1952 flywheel lead mill
Cast-iron frame, hand-cranked flywheel, replaceable tool-steel dies. The throat takes slugs up to 1-3/8" square. Belt-driven straightening rollers on the exit side. Two rebuilds, one re-babbitted bearing. It will outlive me.
The bench
A brief tour of the tools in daily use. Nothing here is rare; most of it is just old enough to behave predictably. The mill itself is the only one-of-a-kind object, and even it has a sibling still running in a studio in Ontario.
Cast-iron frame, hand-cranked flywheel, replaceable tool-steel dies. The throat takes slugs up to 1-3/8" square. Belt-driven straightening rollers on the exit side. Two rebuilds, one re-babbitted bearing. It will outlive me.
Forty-two active profiles on the rack. Each is a hardened O1 steel block with the negative of a came cross-section cut into its face. The one in red is die H-316 — the 3/16" H-came I draw most often. Blanks wait on the lathe shelf for the next custom job.

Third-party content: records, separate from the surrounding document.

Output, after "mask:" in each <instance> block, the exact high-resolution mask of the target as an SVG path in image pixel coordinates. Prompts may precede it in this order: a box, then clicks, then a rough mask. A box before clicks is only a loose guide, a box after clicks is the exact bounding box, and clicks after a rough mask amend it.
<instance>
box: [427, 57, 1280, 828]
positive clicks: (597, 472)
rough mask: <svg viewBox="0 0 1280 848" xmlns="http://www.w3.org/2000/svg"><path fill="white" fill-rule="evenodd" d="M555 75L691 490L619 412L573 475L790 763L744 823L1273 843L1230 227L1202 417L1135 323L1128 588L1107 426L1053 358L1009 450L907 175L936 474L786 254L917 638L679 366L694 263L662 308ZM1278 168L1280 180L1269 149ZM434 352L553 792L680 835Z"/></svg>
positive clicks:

Rock maple top on a welded steel frame. End-clamps with rubber faces. Came comes off the mill slightly wandering; a pass between the clamps, a light roll with the wooden fid, and it's true enough for a leader to lay in blind.
A pair of steel rollers with shallow knurling, squeezed by a hand-wheel. Pass came through on the way off the mill and the leaves crimp just enough to hold their rise against glass without needing to be pinched along every cut line.
Three tools a leader wouldn't work without: the curved lead knife for cutting came without crushing the heart, the hardwood fid for opening leaves, the lathykin for burnishing them back down. Mine are older than the mill; they came with the apprenticeship.
Cast-iron ladle with a rosewood handle. A four-up cast-iron slug mold chalked with graphite between pours to keep the slugs releasing clean. Pours happen in the morning with the big doors open and the stove cold.